In the past, old-fashioned, low-speed C620 lathe spindles were installed with sliding bearings. Although sliding bearings have the advantages of simple structure, easy manufacturing, low cost, smooth operation, and insensitivity to shock and vibration, they are far from modern cutting tools. High-speed, high-precision, high-efficiency requirements, and it is difficult to repair after wear, the surface roughness and accuracy of the machined parts is poor, and the productivity is also low. To this end, the C620 lathe spindle bearing was reconstructed. The specific steps are as follows (see the attached drawing): Modification of the front bearing hole of the headstock 1 The front bearing bore of the headstock 1 is machined to Ø150K6. In order to facilitate the loading and unloading of the bearing, a hole of Ø151 mm and a length of 55 mm is machined at the left end of the bearing hole. In addition, drilling Ø16mm hole, easy to operate the fastening screw 5.

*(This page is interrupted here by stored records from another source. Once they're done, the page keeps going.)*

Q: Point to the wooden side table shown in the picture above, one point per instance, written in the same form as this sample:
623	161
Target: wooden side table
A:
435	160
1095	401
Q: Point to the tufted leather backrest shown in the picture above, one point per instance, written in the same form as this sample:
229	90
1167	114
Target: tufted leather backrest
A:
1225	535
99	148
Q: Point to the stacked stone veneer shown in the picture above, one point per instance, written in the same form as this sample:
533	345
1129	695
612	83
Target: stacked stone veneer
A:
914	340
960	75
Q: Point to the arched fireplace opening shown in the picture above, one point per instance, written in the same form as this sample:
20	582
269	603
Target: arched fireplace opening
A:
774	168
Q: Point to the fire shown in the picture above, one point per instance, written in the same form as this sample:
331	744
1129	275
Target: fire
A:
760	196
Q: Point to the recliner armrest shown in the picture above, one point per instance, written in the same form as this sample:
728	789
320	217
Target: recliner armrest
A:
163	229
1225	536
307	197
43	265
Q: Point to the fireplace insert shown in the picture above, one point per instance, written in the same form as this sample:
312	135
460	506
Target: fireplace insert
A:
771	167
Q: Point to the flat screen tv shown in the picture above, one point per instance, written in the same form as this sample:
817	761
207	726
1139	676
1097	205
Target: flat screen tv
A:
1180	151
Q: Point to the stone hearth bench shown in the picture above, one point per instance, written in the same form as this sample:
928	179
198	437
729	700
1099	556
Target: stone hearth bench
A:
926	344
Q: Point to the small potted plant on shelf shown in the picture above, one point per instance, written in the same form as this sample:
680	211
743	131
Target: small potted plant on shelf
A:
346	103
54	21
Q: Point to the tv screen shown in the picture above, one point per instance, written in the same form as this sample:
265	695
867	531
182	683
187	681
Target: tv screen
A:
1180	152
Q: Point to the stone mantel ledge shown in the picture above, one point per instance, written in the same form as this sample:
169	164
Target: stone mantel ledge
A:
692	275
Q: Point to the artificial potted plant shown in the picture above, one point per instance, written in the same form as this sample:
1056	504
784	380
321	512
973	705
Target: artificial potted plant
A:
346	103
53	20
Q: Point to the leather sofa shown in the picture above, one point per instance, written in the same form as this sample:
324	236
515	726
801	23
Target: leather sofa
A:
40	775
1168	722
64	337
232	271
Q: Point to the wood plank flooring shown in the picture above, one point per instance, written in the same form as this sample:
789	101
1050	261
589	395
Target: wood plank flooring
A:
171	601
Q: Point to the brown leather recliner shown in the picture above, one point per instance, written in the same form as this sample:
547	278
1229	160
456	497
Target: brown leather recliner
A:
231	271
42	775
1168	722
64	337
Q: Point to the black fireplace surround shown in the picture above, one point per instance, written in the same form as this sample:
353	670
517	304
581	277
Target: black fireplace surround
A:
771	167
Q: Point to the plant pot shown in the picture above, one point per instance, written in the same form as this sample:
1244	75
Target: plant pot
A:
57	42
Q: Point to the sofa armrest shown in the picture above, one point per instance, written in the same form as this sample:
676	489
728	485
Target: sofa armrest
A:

1. Headstock 2. Adjusting nut 3. Spindle 4. Nut stop pad 5. Fastening screw 6.3182120 bearing 7. bearing cap pressure ring 8. bearing cap improved C620 lathe spindle bearing
Modification of the spindle 3 A thread of M100×1.5 mm is machined on the spindle 3 in the size and position shown in the figure, and the adjustment nut 2, the nut stopper 4 and the fastening screw 5 are arranged. 2 The taper of 1:12 is machined on the spindle 3 according to the position and size shown in the figure and the inner taper hole of the bearing 6 is matched. The bearing cover 8 and the bearing cover press ring 7 are machined and the original sliding bearing adjustment nut is threaded to be machined to the dimensions of the bearing cover 8 as shown in the figure (unlabeled dimensions are already existing for the original part). 2 The original bearing cover press ring is machined into the size of the bearing cover press ring 7 as shown in the figure. Spindle 3 Axial Fluctuation and Radial Clearance Adjustment 1 The amount of spindle axial misalignment is adjusted with the adjustment nut at the rear end of the spindle. The measured amount of misalignment of the spindle shoulder support surface should be 0.015 mm. 2 The radial runout of the centering journal of the spindle is adjusted by the adjustment nut 2, so that the bearing 6 obtains a slight radial clearance, and the radial runout of the spindle centering shaft head should be 0.02 mm. The accuracy of the machine tool after modification is measured as follows: The radial runout of the spindle centering shaft head is 0.01 to 0.03 mm: The axial shaft motion amount is 0.015 mm: The parallelism of the spindle axis and the slider movement is 0.02 mm in the length of 300 mm (in the vertical In the horizontal plane): The verticality of the transverse tool holder's lateral movement to the spindle axis is 0.02mm (concave) at 3000mm: The height deviation of the top tips of the headboard and the tailstock is 0.03mm: The finishing vehicle is on a 300mm long shaft. The outer circle measured: roundness of 0.02mm and cylindricity of 0.03mm: the flatness of the end face of the finishing carriage on the 300mm diameter was 0.02mm (concave): The roughness of the machined surface was Ra6.3 to 3.2mm. The above data conforms to JB2670-82 "General Rules for Inspection of Metal Cutting Machine Accuracy". The quality of the product has been significantly improved compared to machines that have not modified the spindle bearings.